Code
Le code-barres a envahi nos paysages quotidiens. Il s’ajoute à de nombreux codes, mais le code est aussi une manière de lire un mot, et de lui donner un sens. Le développement durable n’échappe pas à cette approche.
Les codes sont partout. Certains sont officiels, comme le code de la route ou le code civil. Ils couvrent les domaines et nous disent comment vivre : code de la construction, de la santé, de l’environnement, du commerce, etc. Ils composent notre univers juridique.
D’autres sont imposés par la société, comme le code de bonne conduite, et les différents codes moraux. Le « code de la rue » voudrait bien s’imposer parmi ces codes moraux. Il y des codes encore plus profonds, comme les codes génétiques, système d’information que les savants essayent de décrypter. Code est aussi un langage, le code des signes, les codes secrets, pour communiquer entre initiés.
Dans la vie, beaucoup de signes et de paroles doivent être décodés, pour être bien compris. Les mêmes mots n’ont pas le même sens selon le code que l’on utilise. Les langages professionnels sont souvent codés, pour laisser le profane à l’écart. Idem pour les spécialistes de tel jeu ou tel sport. Le code permet de se reconnaître entre membres d’une même communauté.
Il faut donc veiller, pour celui qui veut s’exprimer au-delà de son cercle habituel d’interlocuteurs, à éviter de s’enfermer dans un code, qui réduirait l’audience du discours à ceux qui le connaissent déjà. C’est d’autant plus important que l’objectif est de mobiliser de nouvelles énergies.
Les mots sont souvent à plusieurs sens. Dans le domaine du développement durable, Précaution a un sens bien précis, hélas différent de celui qui lui est donné dans la vie courante. Les malentendus qui en résultent sont nombreux, et auraient pu être évités avec une expression plus spécifique qui nous aurait épargné le mélange des codes.
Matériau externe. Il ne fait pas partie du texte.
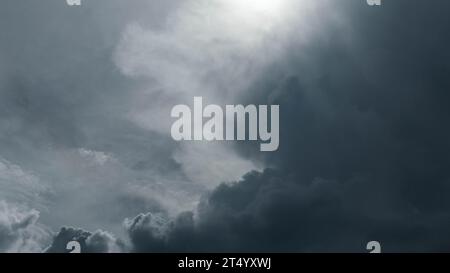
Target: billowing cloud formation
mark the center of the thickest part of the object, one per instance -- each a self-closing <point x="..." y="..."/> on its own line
<point x="97" y="242"/>
<point x="363" y="152"/>
<point x="19" y="231"/>
<point x="364" y="143"/>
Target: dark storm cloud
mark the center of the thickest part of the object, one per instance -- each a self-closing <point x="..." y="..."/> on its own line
<point x="97" y="242"/>
<point x="364" y="147"/>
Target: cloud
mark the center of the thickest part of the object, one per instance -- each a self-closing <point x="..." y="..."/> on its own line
<point x="96" y="242"/>
<point x="19" y="231"/>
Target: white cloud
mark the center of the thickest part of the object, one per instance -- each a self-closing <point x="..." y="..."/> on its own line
<point x="19" y="231"/>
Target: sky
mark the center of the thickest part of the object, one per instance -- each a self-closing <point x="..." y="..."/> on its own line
<point x="85" y="146"/>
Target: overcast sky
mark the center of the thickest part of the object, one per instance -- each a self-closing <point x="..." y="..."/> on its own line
<point x="86" y="151"/>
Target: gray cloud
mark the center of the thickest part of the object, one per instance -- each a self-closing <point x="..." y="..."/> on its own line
<point x="364" y="142"/>
<point x="97" y="242"/>
<point x="19" y="231"/>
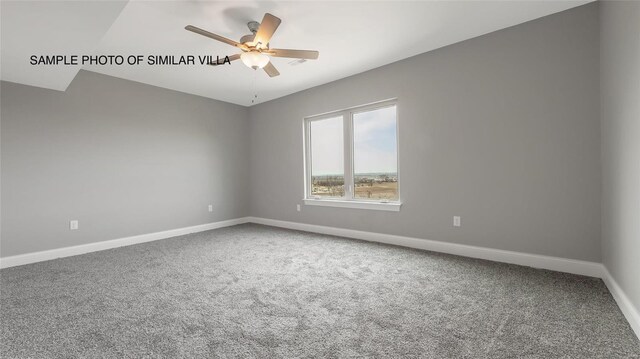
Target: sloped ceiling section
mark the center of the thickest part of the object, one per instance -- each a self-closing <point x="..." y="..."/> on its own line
<point x="51" y="28"/>
<point x="352" y="37"/>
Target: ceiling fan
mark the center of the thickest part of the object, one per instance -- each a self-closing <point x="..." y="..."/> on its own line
<point x="255" y="47"/>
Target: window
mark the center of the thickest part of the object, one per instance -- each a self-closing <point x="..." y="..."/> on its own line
<point x="351" y="158"/>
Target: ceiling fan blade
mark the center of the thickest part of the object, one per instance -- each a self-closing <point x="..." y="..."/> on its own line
<point x="271" y="70"/>
<point x="211" y="35"/>
<point x="295" y="54"/>
<point x="231" y="58"/>
<point x="267" y="27"/>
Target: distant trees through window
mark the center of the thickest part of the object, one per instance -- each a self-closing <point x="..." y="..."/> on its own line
<point x="353" y="154"/>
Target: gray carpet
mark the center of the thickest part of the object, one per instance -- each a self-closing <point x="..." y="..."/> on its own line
<point x="256" y="291"/>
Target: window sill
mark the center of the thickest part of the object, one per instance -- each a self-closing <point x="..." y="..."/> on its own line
<point x="378" y="206"/>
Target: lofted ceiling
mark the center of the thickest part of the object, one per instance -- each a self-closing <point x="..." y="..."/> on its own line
<point x="352" y="37"/>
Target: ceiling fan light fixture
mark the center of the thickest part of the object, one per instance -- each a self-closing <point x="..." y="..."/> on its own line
<point x="255" y="59"/>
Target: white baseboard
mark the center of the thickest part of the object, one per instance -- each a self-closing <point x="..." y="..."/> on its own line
<point x="628" y="309"/>
<point x="591" y="269"/>
<point x="27" y="258"/>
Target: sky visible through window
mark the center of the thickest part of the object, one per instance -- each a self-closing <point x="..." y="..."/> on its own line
<point x="374" y="141"/>
<point x="327" y="147"/>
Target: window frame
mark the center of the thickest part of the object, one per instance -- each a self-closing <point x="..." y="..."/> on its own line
<point x="349" y="200"/>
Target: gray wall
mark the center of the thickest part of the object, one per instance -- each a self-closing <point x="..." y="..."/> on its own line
<point x="502" y="130"/>
<point x="121" y="157"/>
<point x="620" y="81"/>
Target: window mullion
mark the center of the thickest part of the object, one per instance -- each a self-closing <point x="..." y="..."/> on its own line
<point x="348" y="155"/>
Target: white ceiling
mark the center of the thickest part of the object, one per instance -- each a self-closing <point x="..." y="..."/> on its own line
<point x="352" y="37"/>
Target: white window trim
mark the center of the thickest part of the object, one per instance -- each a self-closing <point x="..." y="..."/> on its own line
<point x="344" y="203"/>
<point x="348" y="201"/>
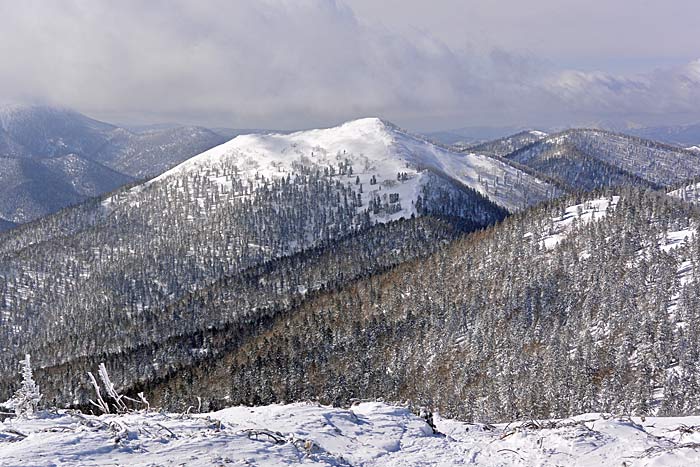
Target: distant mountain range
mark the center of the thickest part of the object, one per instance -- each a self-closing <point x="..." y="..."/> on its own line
<point x="52" y="158"/>
<point x="271" y="217"/>
<point x="680" y="135"/>
<point x="585" y="159"/>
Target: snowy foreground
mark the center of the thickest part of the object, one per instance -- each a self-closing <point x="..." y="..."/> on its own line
<point x="368" y="434"/>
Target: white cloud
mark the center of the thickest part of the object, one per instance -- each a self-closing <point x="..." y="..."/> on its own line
<point x="303" y="63"/>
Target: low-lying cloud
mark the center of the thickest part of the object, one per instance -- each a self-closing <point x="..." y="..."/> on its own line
<point x="301" y="63"/>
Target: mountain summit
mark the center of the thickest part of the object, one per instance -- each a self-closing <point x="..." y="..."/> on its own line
<point x="383" y="157"/>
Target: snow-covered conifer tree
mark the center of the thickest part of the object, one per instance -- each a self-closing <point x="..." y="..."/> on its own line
<point x="26" y="399"/>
Le mot développement durable, qui fait encore l’objet de débat, est un nom de code. Le mot n’est qu’une porte d’entrée dans un univers, et c’est ce dernier qui est important. Il ne faut pas toutefois que les critiques de la porte n’empêchent d’entrer. Pour aller au-delà des polémiques stériles, affichons le caractère codé de mot, et prenons-le pour tel.
Le mot existe depuis 30 ans, et a connu sa première grande reconnaissance dans les travaux préparatoires à la conférence de Rio de Janeiro, avec le fameux rapport Brundtland, Notre avenir à tous(1). Pour la plupart de nos concitoyens, il reste un mot flou, fourre-tout, un concept valise, une auberge espagnole. Plusieurs raisons peuvent expliquer ce phénomène.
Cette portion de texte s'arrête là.